Field distributions (X–Z plane) of (A) a GNR with a DNP, (B) only a DNP, and (C) only a GNR. (B) The DNP with a diameter of 40 nm and refractive index of 2.3 in the FDTD calculations; the averaged field felt by the GNR (white dot range) is higher than the external excitation filed. (C) Near-field EM distribution around a GNR (60 nm×120 nm) at a wavelength of 532 nm. The white dot range shows the region of the DNP. (D) Ratio of emission flux from a GNR toward a glass substrate to total flux with (black dot) or without (green solid) the DNP as a function of wavelength. The inset in (D) shows representative emission patterns toward a glass substrate or air as indicated at a wavelength of 680 nm.

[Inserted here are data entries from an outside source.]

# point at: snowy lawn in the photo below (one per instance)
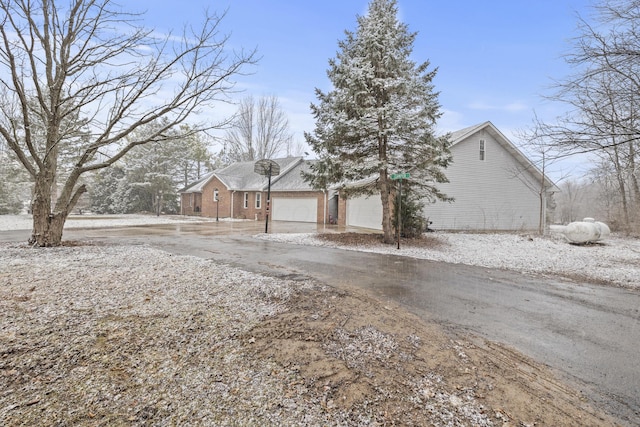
(615, 260)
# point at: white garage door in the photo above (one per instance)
(293, 209)
(365, 212)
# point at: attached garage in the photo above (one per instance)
(295, 209)
(365, 212)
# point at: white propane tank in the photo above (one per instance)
(585, 231)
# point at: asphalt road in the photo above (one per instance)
(589, 334)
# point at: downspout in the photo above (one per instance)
(324, 216)
(232, 193)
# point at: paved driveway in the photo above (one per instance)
(589, 334)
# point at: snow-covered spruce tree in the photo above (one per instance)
(379, 118)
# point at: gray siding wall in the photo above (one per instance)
(489, 194)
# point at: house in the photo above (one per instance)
(237, 191)
(494, 185)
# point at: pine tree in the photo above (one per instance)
(380, 116)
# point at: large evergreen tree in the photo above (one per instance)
(379, 118)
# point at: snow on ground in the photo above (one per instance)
(616, 260)
(25, 222)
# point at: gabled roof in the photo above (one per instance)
(462, 134)
(240, 176)
(197, 186)
(292, 180)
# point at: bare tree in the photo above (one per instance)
(603, 96)
(259, 131)
(91, 59)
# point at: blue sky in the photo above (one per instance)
(495, 58)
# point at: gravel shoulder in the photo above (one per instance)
(113, 335)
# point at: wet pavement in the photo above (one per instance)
(588, 334)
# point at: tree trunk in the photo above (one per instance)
(47, 226)
(387, 227)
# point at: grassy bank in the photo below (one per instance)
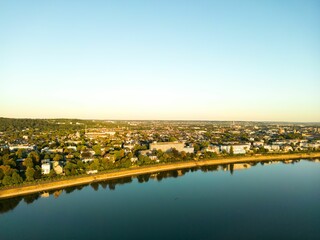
(46, 186)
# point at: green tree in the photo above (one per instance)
(7, 180)
(231, 150)
(28, 162)
(34, 156)
(172, 139)
(57, 157)
(16, 178)
(97, 149)
(30, 174)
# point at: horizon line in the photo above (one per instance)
(161, 120)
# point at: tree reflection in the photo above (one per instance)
(95, 186)
(9, 204)
(28, 199)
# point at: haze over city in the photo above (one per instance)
(188, 60)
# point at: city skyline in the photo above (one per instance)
(168, 60)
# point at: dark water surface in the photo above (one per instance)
(274, 201)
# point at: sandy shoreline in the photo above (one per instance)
(40, 187)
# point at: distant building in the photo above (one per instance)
(237, 148)
(168, 146)
(21, 146)
(213, 148)
(45, 166)
(57, 167)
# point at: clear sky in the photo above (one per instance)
(192, 60)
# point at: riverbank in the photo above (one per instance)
(41, 187)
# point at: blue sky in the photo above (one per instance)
(192, 60)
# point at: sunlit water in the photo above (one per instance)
(275, 201)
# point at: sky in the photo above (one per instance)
(169, 60)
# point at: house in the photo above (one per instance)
(45, 166)
(57, 167)
(168, 146)
(213, 148)
(237, 148)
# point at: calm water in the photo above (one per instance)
(279, 201)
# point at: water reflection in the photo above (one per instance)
(9, 204)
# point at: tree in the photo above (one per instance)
(97, 150)
(30, 173)
(16, 178)
(28, 162)
(7, 180)
(34, 156)
(231, 150)
(172, 139)
(57, 157)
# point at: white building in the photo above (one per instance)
(168, 146)
(237, 148)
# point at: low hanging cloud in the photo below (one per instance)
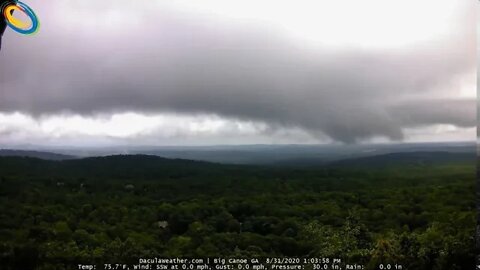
(169, 61)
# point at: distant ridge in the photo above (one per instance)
(419, 158)
(34, 154)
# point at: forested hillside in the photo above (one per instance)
(120, 208)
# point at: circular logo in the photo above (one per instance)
(20, 26)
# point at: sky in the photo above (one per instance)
(189, 72)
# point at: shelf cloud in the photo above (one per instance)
(169, 59)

In summary, we have demonstrated experimentally and theoretically that gold nanoparticles and fluorescent nanodiamonds mutually enhance their light emission when they are coupled for the SEF process. The light emission of the metal nanostructures should be considered for quantifying the SEF enhancement factor and for understanding the SEF spectral shape. These findings contribute to full and deep understanding of the SEF process. The SEF background arising from the metallic nanostructure is not noise or a constant background. The light emission from the metallic nanostructure is another indicator of the interaction strength between the metallic nanostructure and the emitter. The observation introduces a new perspective in the field of surface-enhanced spectroscopy to fully understand SEF process. For instance, the mutual interaction is also effective in surface-enhanced Raman scattering44. The coupling system for surface-enhanced spectroscopy should be considered as a hybrid entity to analyse and optimise.

Materials and Methods

In our experiments, FNDs with a nominal size of 35 nm were prepared by radiation damage of type-Ib diamond powders containing several nitrogen vacancy centers45. The GNPs with diameter of approximately 80 nm and GNRs with size of approximately 60 nm × 100 nm were synthesised through a seed-mediated wet chemical method46. A dilute aqueous solution containing both the FNDs and GNRs was cast onto a silane-functionalised glass coverslip. Then, the nanoparticles were immobilised, with an average spacing of several micrometres for single particle-level investigations. We characterised the system optically with a micro-spectroscopy system using an inverted optical microscope combined with an AFM, as shown schematically in Fig. 1A. A continuous-wave laser at a wavelength of 532 nm passing through an objective lens was used to excite the samples, and the fluorescent emission was recorded through the same objective lens. The light emission was recorded in situ before and after coupling. Moreover, the fluorescence signal from the same particles could be switched to an avalanche photodiode, the lifetime and time trace were analysed with a TCSPC module (PicoHarp 300, PicoQuant). In this case, a picosecond laser diode operating at a wavelength of 480 nm with a repeat rate of 10 MHz was implemented for the fluorescence lifetime measurements. By AFM nanomanipulation, the GNPs were moved to approach the FNDs step-by-step, as shown in Fig. 1B31,47,48,49,50. In addition, the scattering spectra of the same GNPs was obtained in situ by the white light total internal reflection dark field method. Furthermore, the three-dimensional FDTD method was employed to simulate the emission flux, emission patterns, and electromagnetic field distribution of the nanostructures51. The calculations of the far-field radiation pattern were based on the near-field-to-far-field (NFTFF) transformation method. For the NFTFF calculations, we chose a large transformation plane (2 μm × 2 μm) placed 20 nm beneath the air/glass interface to collect most of the flux directed to the substrate. In the simulations, the mesh size was 1 nm to match the memory resources and computation time. The optical dielectric function of gold was modelled using the Drude–Lorentz dispersion model52. The refractive indices of the material were set to 1.0 for air and 1.49 for the glass substrate.